Welcome to the Alps!
We’ve got just a few days left until Paris and the podiums. In the meantime, the peloton must suffer through the punishment of the Alps. It begins Wednesday on a route that reaches from Digne-les-Bains (photo above) to Pra Loup, and with a final climb etched into cycling history on a fateful day in 1975. Eddy Merckx, Tour de France legend nicknamed The Cannibal, was well on his way to winning a sixth Tour, when he suffered during the final kilometers to Pra Loup and ceded his yellow jersey to Bernard Thévenet (a statue of whom memorializes the site where Merckx faltered.)

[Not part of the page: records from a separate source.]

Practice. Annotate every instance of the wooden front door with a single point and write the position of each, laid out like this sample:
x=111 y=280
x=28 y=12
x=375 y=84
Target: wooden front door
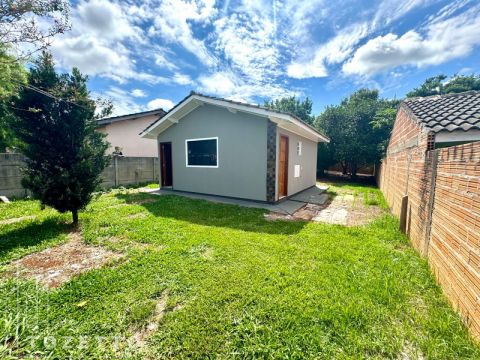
x=283 y=167
x=166 y=164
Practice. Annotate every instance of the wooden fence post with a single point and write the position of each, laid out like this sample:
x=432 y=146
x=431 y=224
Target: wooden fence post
x=115 y=166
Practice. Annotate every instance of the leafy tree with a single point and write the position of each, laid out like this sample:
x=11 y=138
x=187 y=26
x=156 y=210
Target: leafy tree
x=382 y=124
x=294 y=106
x=358 y=129
x=440 y=84
x=19 y=27
x=12 y=76
x=56 y=126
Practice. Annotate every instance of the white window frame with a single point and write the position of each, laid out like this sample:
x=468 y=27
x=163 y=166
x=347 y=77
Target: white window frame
x=201 y=166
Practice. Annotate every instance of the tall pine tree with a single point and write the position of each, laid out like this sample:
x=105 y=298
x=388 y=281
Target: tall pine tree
x=56 y=128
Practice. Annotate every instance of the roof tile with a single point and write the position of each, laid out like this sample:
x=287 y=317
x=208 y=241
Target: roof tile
x=449 y=112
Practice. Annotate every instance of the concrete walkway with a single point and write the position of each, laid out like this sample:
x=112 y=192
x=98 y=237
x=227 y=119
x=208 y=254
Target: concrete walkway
x=287 y=207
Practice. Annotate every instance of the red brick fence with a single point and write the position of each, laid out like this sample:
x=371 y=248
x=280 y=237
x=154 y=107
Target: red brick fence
x=439 y=191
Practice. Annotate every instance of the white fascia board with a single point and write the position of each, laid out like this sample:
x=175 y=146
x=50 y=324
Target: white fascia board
x=265 y=113
x=459 y=135
x=278 y=118
x=150 y=133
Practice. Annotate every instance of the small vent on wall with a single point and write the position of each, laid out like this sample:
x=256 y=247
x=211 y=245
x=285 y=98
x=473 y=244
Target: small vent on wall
x=297 y=171
x=299 y=148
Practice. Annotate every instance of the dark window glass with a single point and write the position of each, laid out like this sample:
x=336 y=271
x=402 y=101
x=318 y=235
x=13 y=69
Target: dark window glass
x=202 y=152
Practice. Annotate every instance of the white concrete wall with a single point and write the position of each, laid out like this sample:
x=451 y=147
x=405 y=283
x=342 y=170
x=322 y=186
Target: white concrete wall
x=125 y=135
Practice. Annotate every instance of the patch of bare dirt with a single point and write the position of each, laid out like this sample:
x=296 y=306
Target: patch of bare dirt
x=141 y=201
x=137 y=216
x=54 y=266
x=344 y=209
x=410 y=352
x=15 y=220
x=141 y=335
x=204 y=251
x=116 y=206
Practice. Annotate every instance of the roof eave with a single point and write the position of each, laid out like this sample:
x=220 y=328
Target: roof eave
x=150 y=133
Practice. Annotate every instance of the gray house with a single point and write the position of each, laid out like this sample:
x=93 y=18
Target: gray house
x=220 y=147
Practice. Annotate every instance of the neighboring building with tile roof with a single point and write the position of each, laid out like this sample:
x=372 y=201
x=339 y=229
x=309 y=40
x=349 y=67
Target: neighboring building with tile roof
x=122 y=133
x=450 y=119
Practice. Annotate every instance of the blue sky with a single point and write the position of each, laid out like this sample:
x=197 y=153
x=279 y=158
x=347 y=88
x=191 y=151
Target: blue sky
x=150 y=54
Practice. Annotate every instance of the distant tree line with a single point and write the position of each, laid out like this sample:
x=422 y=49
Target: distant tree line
x=359 y=127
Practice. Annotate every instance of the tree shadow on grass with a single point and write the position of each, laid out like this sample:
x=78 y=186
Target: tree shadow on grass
x=31 y=237
x=206 y=213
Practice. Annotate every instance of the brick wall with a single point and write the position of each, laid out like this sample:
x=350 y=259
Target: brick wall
x=443 y=209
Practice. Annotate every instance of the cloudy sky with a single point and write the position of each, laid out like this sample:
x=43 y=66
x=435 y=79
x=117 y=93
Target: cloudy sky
x=150 y=54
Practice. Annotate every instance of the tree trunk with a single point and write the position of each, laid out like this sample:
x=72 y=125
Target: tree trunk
x=75 y=217
x=354 y=170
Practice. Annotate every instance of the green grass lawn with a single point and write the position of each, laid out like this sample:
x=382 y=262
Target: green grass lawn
x=235 y=286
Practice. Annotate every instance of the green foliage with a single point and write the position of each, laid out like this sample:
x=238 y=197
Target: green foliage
x=294 y=106
x=382 y=125
x=12 y=75
x=358 y=129
x=268 y=289
x=440 y=84
x=32 y=22
x=65 y=155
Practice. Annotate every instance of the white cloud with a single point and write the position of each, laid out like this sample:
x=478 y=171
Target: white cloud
x=443 y=41
x=104 y=18
x=164 y=104
x=99 y=42
x=219 y=83
x=173 y=24
x=123 y=103
x=228 y=85
x=138 y=93
x=314 y=60
x=248 y=43
x=391 y=10
x=164 y=63
x=334 y=51
x=182 y=79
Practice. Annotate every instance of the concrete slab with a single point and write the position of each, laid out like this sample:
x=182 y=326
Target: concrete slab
x=313 y=195
x=289 y=206
x=286 y=207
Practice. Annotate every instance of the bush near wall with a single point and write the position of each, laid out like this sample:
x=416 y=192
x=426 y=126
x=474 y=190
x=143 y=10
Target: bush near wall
x=121 y=171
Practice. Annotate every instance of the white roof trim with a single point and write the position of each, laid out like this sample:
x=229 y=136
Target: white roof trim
x=457 y=135
x=280 y=119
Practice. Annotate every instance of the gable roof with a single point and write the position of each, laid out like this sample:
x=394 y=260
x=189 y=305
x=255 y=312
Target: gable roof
x=134 y=116
x=191 y=102
x=450 y=112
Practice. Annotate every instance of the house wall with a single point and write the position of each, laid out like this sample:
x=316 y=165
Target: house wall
x=125 y=134
x=242 y=153
x=443 y=210
x=307 y=162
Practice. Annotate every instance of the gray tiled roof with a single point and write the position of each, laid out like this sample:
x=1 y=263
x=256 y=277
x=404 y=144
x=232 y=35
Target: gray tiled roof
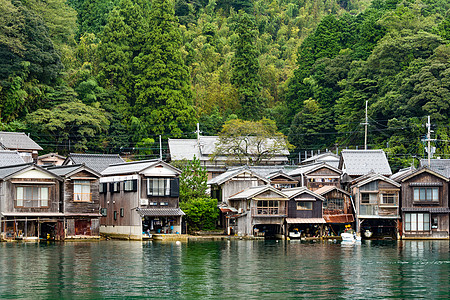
x=17 y=141
x=9 y=170
x=360 y=162
x=440 y=166
x=97 y=162
x=161 y=212
x=9 y=158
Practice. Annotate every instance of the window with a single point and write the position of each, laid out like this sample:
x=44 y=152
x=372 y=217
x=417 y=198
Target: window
x=103 y=188
x=426 y=194
x=369 y=198
x=304 y=205
x=389 y=198
x=82 y=191
x=417 y=222
x=267 y=207
x=130 y=185
x=103 y=212
x=31 y=196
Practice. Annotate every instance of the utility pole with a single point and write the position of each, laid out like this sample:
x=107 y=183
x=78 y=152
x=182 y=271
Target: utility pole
x=365 y=125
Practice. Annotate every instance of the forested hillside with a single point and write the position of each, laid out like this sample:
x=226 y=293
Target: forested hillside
x=110 y=75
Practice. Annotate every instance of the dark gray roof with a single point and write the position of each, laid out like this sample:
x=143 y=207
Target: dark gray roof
x=17 y=141
x=160 y=212
x=360 y=162
x=9 y=170
x=97 y=162
x=441 y=166
x=9 y=158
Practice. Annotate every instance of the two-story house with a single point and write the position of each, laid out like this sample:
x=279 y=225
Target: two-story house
x=377 y=205
x=80 y=201
x=138 y=198
x=30 y=203
x=304 y=212
x=261 y=211
x=425 y=207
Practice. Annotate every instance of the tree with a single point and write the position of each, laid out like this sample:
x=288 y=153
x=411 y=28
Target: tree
x=201 y=211
x=163 y=92
x=251 y=142
x=69 y=124
x=246 y=70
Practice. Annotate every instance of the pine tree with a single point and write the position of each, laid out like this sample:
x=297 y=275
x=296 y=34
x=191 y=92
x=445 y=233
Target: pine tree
x=164 y=97
x=246 y=70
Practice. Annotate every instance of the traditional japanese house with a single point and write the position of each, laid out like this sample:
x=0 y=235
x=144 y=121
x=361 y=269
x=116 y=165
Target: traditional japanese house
x=377 y=205
x=30 y=203
x=81 y=201
x=281 y=180
x=22 y=143
x=425 y=207
x=304 y=212
x=138 y=198
x=317 y=175
x=356 y=163
x=261 y=211
x=96 y=162
x=229 y=183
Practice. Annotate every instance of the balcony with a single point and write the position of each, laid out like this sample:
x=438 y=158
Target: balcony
x=269 y=211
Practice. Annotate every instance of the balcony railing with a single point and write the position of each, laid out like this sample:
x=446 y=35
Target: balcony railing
x=269 y=211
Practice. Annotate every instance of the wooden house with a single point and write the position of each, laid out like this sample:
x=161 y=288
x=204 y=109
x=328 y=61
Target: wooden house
x=230 y=183
x=338 y=209
x=317 y=175
x=305 y=212
x=140 y=198
x=80 y=201
x=377 y=205
x=30 y=203
x=22 y=143
x=261 y=211
x=425 y=207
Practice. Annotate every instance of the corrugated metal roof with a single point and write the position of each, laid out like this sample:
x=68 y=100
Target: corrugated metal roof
x=10 y=158
x=17 y=141
x=160 y=212
x=305 y=221
x=360 y=162
x=97 y=162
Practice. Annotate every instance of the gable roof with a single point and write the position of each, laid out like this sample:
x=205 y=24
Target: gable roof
x=10 y=171
x=441 y=166
x=17 y=141
x=257 y=190
x=306 y=169
x=424 y=170
x=372 y=177
x=136 y=167
x=294 y=192
x=360 y=162
x=97 y=162
x=329 y=188
x=9 y=158
x=231 y=173
x=67 y=171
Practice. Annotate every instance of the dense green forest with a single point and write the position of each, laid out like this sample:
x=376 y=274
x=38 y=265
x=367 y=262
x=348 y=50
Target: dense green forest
x=112 y=75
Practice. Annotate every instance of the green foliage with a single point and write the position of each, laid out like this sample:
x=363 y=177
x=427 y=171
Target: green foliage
x=201 y=211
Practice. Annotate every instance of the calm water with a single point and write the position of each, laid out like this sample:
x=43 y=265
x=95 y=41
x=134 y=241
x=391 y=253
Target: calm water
x=229 y=269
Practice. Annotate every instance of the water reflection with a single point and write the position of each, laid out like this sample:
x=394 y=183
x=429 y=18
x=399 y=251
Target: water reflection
x=229 y=269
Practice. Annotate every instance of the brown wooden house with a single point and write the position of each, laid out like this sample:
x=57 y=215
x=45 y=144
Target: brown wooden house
x=377 y=205
x=315 y=176
x=305 y=212
x=30 y=203
x=140 y=198
x=80 y=201
x=425 y=207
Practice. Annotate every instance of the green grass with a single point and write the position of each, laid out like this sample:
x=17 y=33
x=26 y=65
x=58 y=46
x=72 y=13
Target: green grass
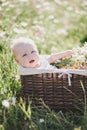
x=54 y=27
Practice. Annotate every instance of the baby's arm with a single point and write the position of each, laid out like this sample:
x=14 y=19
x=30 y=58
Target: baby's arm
x=54 y=57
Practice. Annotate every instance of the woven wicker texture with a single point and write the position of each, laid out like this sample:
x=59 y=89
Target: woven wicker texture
x=55 y=91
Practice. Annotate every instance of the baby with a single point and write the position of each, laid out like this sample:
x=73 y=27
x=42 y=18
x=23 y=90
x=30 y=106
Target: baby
x=27 y=56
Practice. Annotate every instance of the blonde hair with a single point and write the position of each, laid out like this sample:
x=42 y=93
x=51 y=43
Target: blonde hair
x=21 y=41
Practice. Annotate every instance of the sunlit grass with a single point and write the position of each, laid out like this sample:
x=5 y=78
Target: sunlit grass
x=55 y=25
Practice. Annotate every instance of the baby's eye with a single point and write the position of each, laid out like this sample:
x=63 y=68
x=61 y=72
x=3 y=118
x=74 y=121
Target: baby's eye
x=24 y=55
x=32 y=51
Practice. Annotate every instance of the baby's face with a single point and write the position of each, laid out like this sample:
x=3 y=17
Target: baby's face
x=27 y=56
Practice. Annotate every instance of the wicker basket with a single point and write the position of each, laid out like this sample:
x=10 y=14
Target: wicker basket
x=55 y=91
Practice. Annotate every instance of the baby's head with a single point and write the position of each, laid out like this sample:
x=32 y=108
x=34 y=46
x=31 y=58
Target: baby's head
x=25 y=52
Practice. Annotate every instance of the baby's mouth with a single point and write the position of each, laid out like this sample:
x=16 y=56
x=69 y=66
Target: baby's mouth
x=31 y=61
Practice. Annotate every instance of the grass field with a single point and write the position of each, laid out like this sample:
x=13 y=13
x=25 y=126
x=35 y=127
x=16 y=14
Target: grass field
x=55 y=25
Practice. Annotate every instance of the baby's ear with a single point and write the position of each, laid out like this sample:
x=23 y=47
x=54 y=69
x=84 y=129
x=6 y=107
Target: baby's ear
x=16 y=61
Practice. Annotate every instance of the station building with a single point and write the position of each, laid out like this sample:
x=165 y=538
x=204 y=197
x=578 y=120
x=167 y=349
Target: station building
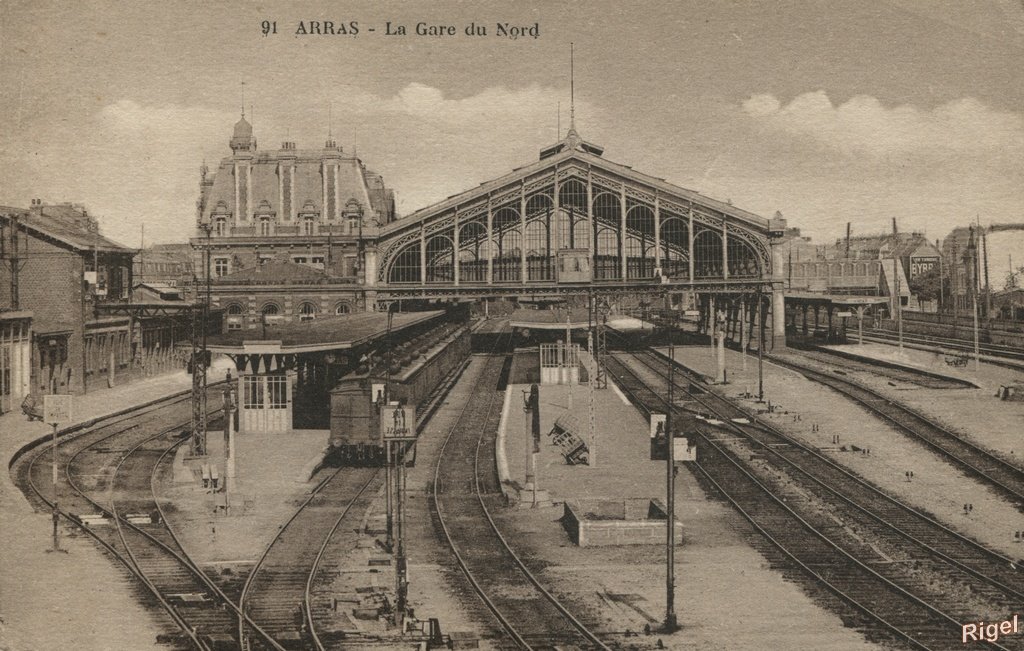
x=289 y=233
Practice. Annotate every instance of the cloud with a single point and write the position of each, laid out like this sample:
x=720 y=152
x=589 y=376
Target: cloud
x=862 y=126
x=132 y=163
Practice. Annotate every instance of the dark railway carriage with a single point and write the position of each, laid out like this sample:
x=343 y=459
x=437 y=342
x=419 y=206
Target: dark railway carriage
x=418 y=369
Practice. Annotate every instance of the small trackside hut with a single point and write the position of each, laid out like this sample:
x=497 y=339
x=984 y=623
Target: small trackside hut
x=286 y=371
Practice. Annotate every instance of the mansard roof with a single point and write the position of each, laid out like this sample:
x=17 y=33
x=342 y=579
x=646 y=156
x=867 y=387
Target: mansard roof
x=354 y=180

Today’s route is speckled with categorized climbs, getting harder and higher as the day goes on. Two Cat 3s and one Cat 2 coming roughly every 25 km, then a sprint stage positioned just ahead of the nasty Cat 1 climb to Col d’Allos (2250 meters, highest point in this year’s Tour.) Once the riders crest the summit, they will plunge down a very technical descent, with barely time to catch a breath (but no food or drink!) before they begin the final 1620 meter climb to Pra Loup. Fatigue could well play a part for the contenders if they haven’t fueled up sufficiently prior to those last two monster climbs. And after the drama surrounding the descent from the Col de Manse in Stage 16, we could be in for a real thriller after the Col d’Allos. That said, most of the riders are familiar with the route. Romain Bardet even won a stage of the Critérium de Dauphiné on this very slope a few weeks before the Tour began. My pick for the stage win is Vincenzo Nibali. He’s been riding well the past few days, and he seems to be doing better as pressure for the overall GC lead wanes. He’s also a fantastic descender, and that could matter today. Yellow jersey stays with Froome, barring any major disaster on the road (not a gimme, for sure.) Should Lady Luck turn her favor away from Froome and Team Sky, look for Nairo Quintana to seize the day.